Page MenuHomePhabricator

Add instrumentation to submit report page
Closed, DeclinedPublic3 Estimated Story Points

Description

This task involves the instrumentation of various elements of the submit report page so that we evaluate how people are engaging with it.

Requirements

We should instrument this such that we know:

  • The type of harassment that is being reported
  • How many people submit a report
  • How many people go back/ abandon the flow at this point
  • How long does it take to file a report (from clicking "report" button to submitting the report)

We should also include

  • metadata (e.g. character count of the submitted report)
  • server-side instrumentation

Event Timeline

Do we also want to include metadata like the character count of the submitted report? Should we also consider reporting the time-on-task (from clicking "report button" to filing the report, how long did it take)?

I also think we should add server-side instrumentation to the API submission endpoint. The reason for this is that something like 10--20% of users with ad blockers will block transmission of client-side event logging requests. If we emit an event on the server-side at the point of submission, we'll have an accurate count of how many users are utilizing the tool.

Agreed. I have updated the description accordingly.

Do we also want to include metadata like the character count of the submitted report? Should we also consider reporting the time-on-task (from clicking "report button" to filing the report, how long did it take)?

If we do want metadata that isn't already in the list of dimensions in the metrics and instrumentation plan, we should add it there. @kostajh, I know you're quite familiar with the Event Platform, so maybe I'm missing something, but it seems like discussing the dimensions ad-hoc like this will make it hard to create the schema (T343601).

As I side note, I don't really see the value of collecting the character count, although there's no harm in it either.
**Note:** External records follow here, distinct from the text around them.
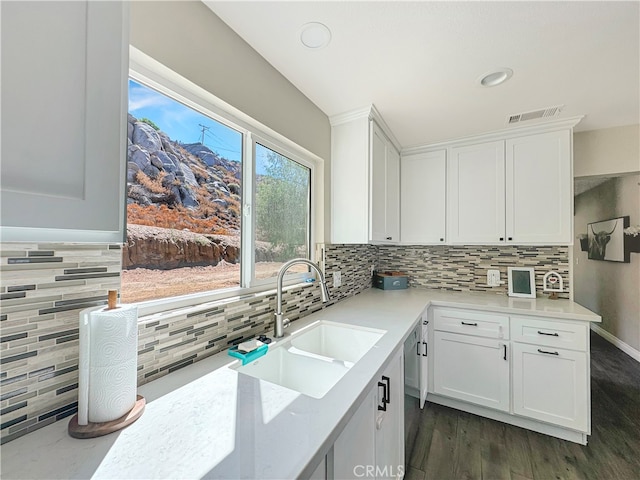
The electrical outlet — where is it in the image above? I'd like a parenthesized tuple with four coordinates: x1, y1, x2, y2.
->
(370, 265, 375, 276)
(333, 271, 342, 288)
(487, 269, 501, 287)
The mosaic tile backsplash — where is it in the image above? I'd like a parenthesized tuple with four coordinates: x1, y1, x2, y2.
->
(377, 245, 570, 298)
(0, 243, 375, 444)
(1, 241, 566, 444)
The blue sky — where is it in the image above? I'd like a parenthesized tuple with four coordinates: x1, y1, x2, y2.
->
(128, 79, 242, 162)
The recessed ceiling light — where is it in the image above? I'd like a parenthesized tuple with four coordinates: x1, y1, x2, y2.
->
(300, 22, 331, 49)
(479, 68, 514, 87)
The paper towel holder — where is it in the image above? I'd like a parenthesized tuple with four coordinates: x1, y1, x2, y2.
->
(68, 291, 145, 439)
(68, 395, 146, 439)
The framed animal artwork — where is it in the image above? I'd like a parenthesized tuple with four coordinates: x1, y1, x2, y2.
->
(587, 216, 630, 263)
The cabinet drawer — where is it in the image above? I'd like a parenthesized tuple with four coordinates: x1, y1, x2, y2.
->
(511, 317, 587, 351)
(433, 308, 509, 339)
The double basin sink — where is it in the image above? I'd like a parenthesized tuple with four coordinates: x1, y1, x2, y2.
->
(233, 321, 386, 398)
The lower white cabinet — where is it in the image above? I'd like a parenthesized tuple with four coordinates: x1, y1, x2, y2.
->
(433, 331, 509, 412)
(512, 342, 588, 431)
(419, 316, 429, 409)
(428, 307, 592, 444)
(404, 313, 429, 409)
(333, 349, 404, 480)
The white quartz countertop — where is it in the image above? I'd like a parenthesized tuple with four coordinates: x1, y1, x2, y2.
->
(0, 289, 600, 480)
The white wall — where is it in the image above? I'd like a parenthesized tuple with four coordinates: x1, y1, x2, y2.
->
(573, 175, 640, 351)
(129, 1, 332, 240)
(574, 125, 640, 177)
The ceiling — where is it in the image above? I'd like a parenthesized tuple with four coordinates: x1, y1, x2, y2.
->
(205, 1, 639, 149)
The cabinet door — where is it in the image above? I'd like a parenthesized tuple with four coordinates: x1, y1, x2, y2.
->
(448, 141, 505, 244)
(385, 144, 400, 243)
(505, 130, 572, 244)
(404, 326, 420, 393)
(433, 331, 509, 412)
(400, 150, 446, 244)
(1, 1, 128, 242)
(370, 122, 389, 242)
(375, 349, 405, 479)
(370, 121, 399, 243)
(333, 388, 376, 479)
(512, 343, 588, 431)
(420, 316, 429, 409)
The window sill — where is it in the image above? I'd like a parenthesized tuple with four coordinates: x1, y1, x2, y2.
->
(135, 279, 317, 325)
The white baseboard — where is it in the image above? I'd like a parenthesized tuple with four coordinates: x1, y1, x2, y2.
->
(591, 324, 640, 363)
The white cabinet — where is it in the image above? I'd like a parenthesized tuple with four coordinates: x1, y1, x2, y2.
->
(404, 325, 420, 395)
(330, 107, 400, 244)
(447, 130, 572, 245)
(511, 315, 589, 432)
(0, 1, 129, 243)
(433, 331, 510, 412)
(512, 343, 588, 431)
(400, 150, 447, 244)
(428, 307, 592, 444)
(505, 130, 572, 243)
(405, 314, 429, 409)
(333, 389, 376, 480)
(448, 141, 506, 244)
(419, 315, 429, 409)
(374, 349, 404, 480)
(371, 122, 400, 243)
(333, 349, 404, 480)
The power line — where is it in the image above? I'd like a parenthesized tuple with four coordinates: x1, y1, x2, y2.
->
(198, 124, 210, 145)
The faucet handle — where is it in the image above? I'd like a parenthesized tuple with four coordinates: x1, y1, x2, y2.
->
(283, 318, 291, 330)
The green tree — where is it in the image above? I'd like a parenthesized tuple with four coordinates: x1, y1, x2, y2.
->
(255, 151, 310, 260)
(140, 117, 160, 131)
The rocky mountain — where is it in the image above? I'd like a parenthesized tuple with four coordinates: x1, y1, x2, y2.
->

I also think we should add server-side instrumentation to the API submission endpoint. The reason for this is that something like 10--20% of users with ad blockers will block transmission of client-side event logging requests. If we emit an event on the server-side at the point of submission, we'll have an accurate count of how many users are utilizing the tool.

That's a valid point. At first glance, I am neutral about whether this is worth the added complexity. The raw number of events submitted is not one of our success metrics (there is metric 2, the ratio of certain abandoned reports to successful reports, but it's a ratio of two numbers equally affected by ad block). Even among things we want to check just from curiosity, we are mostly interested in ratios (the report completion rate or the proportion of reports for the different types of incidents).

I too have an instinctive desire to know the true number of submissions, but as a data scientist I've had to come to terms with the fact that all our numbers are more or less affected by noise (undetected bots in the pageview data, bizarrely suspicious event data that we decide to exclude in the analysis, mysterious validation errors, plain ol' bit flips somewhere along the line, etc.) and that as long as the noise is consistent, it generally doesn't affect the insights.

If we do this, we would still want the client-side instrumentation of report submission, so that we have numbers that are comparable to the other client-side events.

cc @Iflorez; once she's back from leave in mid-August, she will be taking over my role in these discussions.

As I side note, I don't really see the value of collecting the character count, although there's no harm in it either.

On second thought, I do see a bit of value in it, as some information about how much information the user entered. I've added it to the metrics and instrumentation plan.

I also think we should add server-side instrumentation to the API submission endpoint. The reason for this is that something like 10--20% of users with ad blockers will block transmission of client-side event logging requests. If we emit an event on the server-side at the point of submission, we'll have an accurate count of how many users are utilizing the tool.

I discussed this issue with Madalina and for now I think we'll use client-side instrumentation only. We can easily add server-side submit events later if we feel a real need for them.

@Madalina @kostajh
A quick metric update note which impacts instrumentation:
We've adjusted metric 2 and thus have also updated the basic instrumentation to add one more item.

Metric 2
previously: the ratio of certain abandoned reports to successful reports
now: the submission rate of reports that users have started to write

With the language adjustment, measuring metric 2 will now be clearer and more direct; the measurement will pull data points from step 3 and step 4 in the now updated basic instrumentation.

This is obsolete, new instrumentation tickets will be added.